The hearings were intended to focus on the 287(g) program, named after the provision in federal immigration law that created it. The program allows Immigration and Customs Enforcement to formally partner with state, local police and correctional systems to apprehend illegal immigrants.
The federal government connects partner agencies to the federal database of known illegal immigrants and provides officers with training, making them quasi-federal agents.
Much of the hearing focused on personal anecdotes, like Mora's.
The Judiciary Committee also heard from Ray Tranchant, a Virginia resident whose daughter was killed by an illegal immigrant who was driving drunk in 2007. The drunken driver should have been deported twice before the fatal crash after alcohol-related convictions.
"It takes undesirable people and puts them at the back of the immigration line," Tranchant said of the 287(g) program. "If you're a drunk, go home. If you're a murderer, go home."
Kris Kobach, a University of Missouri-Kansas City law professor and former special counsel to the U.S. Attorney General, told the committee that the program has led to 43,000 deportations.
From 2001-03, Kobach helped negotiate ICE's first two partnerships with state police agencies in Florida and Alabama.
Since then, the number of 287(g) partnerships has grown exponentially, to 67 agencies employing almost 1,000 federally trained officers.
If the program were causing serious problems, Kobach said agencies wouldn't be lining up to partner with ICE.
"Anyone is free to leave the program," Kobach said. "No one has."
Only two of the eight witnesses were from Maricopa County, but the testimony kept going back to Arpaio.
MCSO has the largest contingent of such agents: 100 deputies and 60 detention officers.
Arpaio has also conducted several high-profile immigration enforcement operations, some in largely Hispanic neighborhoods without evidence of criminal activity.
Gascón, an Arpaio critic, said police officers targeting illegal immigrants breeds distrust with minority communities.
"The impact on local law enforcement in this politically charged environment can be devastating," he said.
Prior to the hearing, Gascón had said that he did not intend to discuss Arpaio.

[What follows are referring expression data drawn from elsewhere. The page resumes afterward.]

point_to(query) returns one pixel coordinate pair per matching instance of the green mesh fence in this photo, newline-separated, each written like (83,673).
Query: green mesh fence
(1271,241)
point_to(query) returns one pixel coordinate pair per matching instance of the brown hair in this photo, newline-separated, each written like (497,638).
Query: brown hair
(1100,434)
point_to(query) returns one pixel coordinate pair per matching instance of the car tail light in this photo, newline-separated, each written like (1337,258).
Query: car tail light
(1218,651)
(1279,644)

But under questioning, Gascón recounted last year's immigration raid on Mesa City Hall and generally criticized Arpaio's immigration enforcement.

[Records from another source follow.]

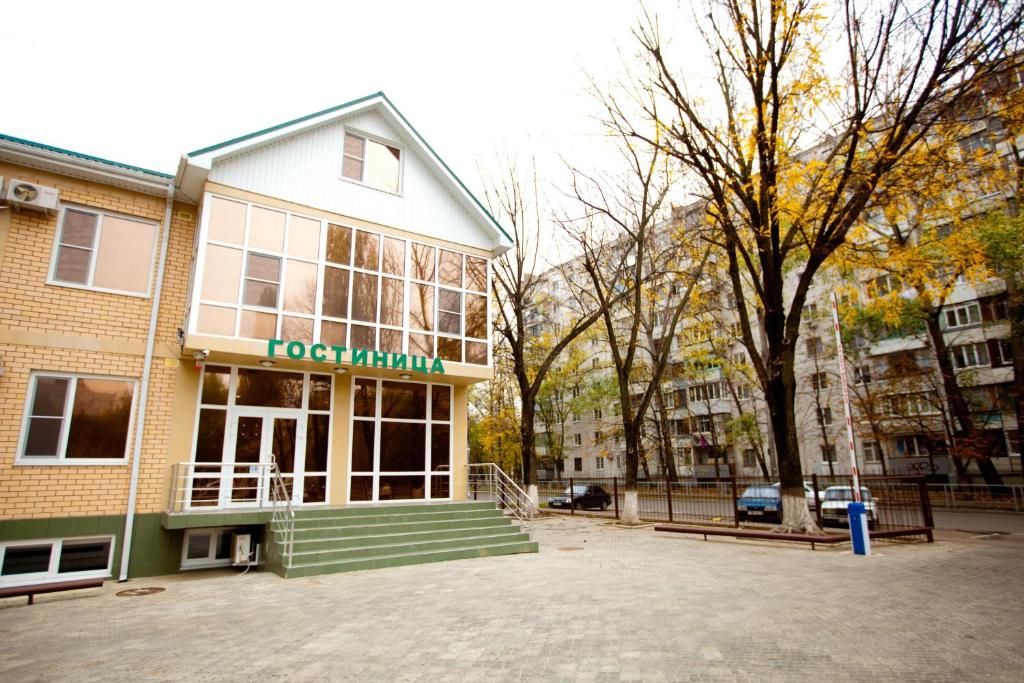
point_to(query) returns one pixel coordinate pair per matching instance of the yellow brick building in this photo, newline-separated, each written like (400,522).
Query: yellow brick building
(312,299)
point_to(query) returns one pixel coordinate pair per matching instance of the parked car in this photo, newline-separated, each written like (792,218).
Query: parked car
(836,500)
(808,494)
(760,503)
(590,496)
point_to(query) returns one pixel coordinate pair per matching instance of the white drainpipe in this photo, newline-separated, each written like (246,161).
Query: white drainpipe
(144,389)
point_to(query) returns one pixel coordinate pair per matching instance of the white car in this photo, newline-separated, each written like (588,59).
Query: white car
(836,500)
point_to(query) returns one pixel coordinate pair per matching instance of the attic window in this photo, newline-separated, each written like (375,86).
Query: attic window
(371,163)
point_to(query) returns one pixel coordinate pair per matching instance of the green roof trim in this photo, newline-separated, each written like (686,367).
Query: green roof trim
(84,157)
(359,100)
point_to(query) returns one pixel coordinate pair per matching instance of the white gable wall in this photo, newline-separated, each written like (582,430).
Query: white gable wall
(306,169)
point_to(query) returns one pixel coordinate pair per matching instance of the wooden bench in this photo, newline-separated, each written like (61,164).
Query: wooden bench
(765,535)
(55,587)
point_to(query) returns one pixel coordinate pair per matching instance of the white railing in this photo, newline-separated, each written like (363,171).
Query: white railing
(486,481)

Arpaio had several defenders among the committee's Republicans.
"The reason that I don't believe Sheriff Arpaio is guilty of racial profiling, as some have said, is simply my own observations and he has personally assured me that this is not the case," said Rep. Trent Franks, R-Ariz.

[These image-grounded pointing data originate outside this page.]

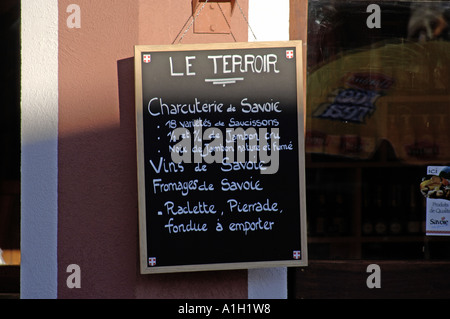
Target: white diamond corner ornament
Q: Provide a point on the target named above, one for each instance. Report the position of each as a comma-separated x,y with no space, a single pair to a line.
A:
147,58
289,54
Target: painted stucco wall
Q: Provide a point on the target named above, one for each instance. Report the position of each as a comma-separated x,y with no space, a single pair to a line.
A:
79,190
39,116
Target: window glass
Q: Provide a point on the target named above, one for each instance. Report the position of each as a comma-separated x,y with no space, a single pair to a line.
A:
378,107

Further, Franks said illegal immigrants commit 53 percent of Maricopa County's violent crimes. "Racial profiling is taking place based on that statistical reality," he said.
Franks did not cite a source for the figure.
An analysis of court data conducted last year by the Maricopa County Attorney's Office found that illegal immigrants were convicted in 16 percent of the county's violent crime cases. County attorney Andrew Thomas is a staunch opponent of illegal immigration and a close Arpaio ally.
The hearings ended with a tense exchange between Gascón and Rep. Ted Poe, R-Texas, over the police chief's travel expenses.
"Who paid your way to get here today?" Poe asked. Gascón replied by repeating the question.
"You heard me," Poe said. "Who paid your way?"
"A group of nonprofit organizations that are seeking immigration reform," Gascón answered.
"Would you agree with the statement that we dance with the one who brung us?" Poe said, suggesting that Gascón was essentially paid for his testimony.
The police chief bristled at Poe's comment, reciting his military service and long law enforcement career.
"I don't dance with anyone," Gascón replied.